The E2100 study did not, however, show a significant improvement in overall survival and did show increased toxicity with Avastin.
Based on these data, last December, FDA’s Oncologic Drugs Advisory Committee (ODAC) voted 5-4 against recommending approval of Avastin in this setting (see ONI, January 2008, page 22).
Genentech has shared with FDA a summary of the results from a second positive phase III trial (AVADO), and is expecting results from a third phase III trial (RIBBON I) in the first-line metastatic breast cancer setting in late 2008.

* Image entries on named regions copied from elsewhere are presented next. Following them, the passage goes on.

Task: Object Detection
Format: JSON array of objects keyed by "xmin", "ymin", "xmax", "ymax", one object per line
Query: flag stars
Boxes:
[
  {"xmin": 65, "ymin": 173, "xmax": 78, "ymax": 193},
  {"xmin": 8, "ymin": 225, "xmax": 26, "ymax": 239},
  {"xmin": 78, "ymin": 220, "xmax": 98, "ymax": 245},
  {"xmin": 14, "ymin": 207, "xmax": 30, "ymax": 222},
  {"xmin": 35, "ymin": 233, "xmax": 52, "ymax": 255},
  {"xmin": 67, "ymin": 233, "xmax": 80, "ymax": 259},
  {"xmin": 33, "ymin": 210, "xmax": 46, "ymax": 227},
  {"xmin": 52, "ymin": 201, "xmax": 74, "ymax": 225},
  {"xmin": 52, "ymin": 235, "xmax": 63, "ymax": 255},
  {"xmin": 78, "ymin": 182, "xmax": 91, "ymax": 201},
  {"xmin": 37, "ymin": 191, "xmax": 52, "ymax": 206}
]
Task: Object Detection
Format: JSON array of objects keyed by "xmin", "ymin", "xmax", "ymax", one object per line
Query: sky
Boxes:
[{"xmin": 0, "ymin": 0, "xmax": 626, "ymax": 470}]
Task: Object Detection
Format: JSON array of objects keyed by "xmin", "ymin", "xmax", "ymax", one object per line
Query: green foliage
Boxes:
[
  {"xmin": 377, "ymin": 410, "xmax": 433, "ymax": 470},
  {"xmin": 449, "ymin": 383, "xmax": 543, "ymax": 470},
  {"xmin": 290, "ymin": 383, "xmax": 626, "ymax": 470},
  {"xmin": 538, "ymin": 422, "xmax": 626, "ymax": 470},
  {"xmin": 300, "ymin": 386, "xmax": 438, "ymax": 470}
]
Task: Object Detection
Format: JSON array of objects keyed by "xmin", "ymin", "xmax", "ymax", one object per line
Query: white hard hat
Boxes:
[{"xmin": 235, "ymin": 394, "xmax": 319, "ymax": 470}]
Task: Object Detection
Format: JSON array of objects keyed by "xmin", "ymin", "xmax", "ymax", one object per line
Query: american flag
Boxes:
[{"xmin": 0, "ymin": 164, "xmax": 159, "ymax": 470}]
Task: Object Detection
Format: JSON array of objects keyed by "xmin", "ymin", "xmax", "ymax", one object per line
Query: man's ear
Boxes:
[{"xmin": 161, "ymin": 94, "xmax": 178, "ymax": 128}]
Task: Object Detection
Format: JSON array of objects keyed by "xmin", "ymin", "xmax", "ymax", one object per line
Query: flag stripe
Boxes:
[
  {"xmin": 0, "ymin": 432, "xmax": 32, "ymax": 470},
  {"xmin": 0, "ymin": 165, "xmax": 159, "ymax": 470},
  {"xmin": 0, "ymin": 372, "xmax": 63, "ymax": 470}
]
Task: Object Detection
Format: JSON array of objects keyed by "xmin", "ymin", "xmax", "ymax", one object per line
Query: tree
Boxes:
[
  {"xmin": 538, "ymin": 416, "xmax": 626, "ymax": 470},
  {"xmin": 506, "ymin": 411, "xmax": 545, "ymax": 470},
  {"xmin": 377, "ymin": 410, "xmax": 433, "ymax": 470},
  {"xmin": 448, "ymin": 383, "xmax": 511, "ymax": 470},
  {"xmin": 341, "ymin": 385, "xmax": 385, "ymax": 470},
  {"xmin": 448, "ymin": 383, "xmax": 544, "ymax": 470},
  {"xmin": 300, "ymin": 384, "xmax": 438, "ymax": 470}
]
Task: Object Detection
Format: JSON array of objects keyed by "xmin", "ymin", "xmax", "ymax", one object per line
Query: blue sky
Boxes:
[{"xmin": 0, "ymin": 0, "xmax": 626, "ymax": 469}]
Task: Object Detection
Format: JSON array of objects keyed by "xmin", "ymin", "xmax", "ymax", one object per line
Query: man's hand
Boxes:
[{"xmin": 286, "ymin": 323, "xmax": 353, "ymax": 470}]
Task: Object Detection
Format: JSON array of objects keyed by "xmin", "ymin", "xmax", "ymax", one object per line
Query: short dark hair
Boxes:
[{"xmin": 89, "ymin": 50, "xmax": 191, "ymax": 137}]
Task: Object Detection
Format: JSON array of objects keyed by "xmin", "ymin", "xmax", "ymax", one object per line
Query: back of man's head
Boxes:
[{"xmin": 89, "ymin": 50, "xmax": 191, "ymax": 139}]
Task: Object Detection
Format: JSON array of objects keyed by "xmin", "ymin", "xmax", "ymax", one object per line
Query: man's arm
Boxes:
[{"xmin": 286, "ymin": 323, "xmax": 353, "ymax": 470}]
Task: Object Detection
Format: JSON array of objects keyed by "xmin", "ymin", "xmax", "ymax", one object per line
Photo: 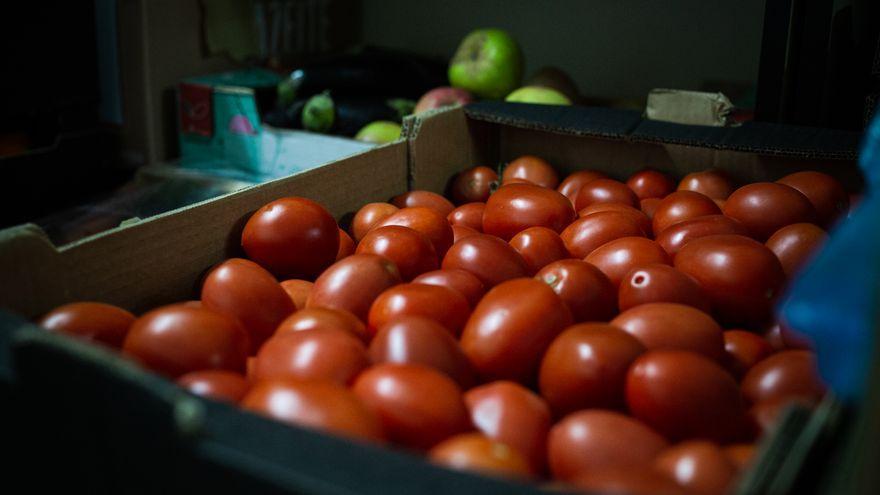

A full review of both the AVADO and RIBBON I data will be required for the accelerated approval to be converted into regular approval, the company said.
AVADO meets primary endpoint
The AVADO (BO17708) study is evaluating Avastin at either 15 mg/kg or 7.5 mg/kg every 3 weeks, in combination with docetaxel (Taxotere) 100 mg/m2 every 3 weeks for up to nine cycles, compared with docetaxel/placebo, in 736 patients receiving first-line treatment for their locally recurrent or metastatic HER2-negative breast cancer.
Genentech recently announced that the study had met its primary endpoint (for both doses) of prolonged progression-free survival. Overall survival data are not yet available. No new safety signals related to Avastin were observed.
The full AVADO results are expected to be presented at the annual ASCO meeting May 30 through June 3, 2008.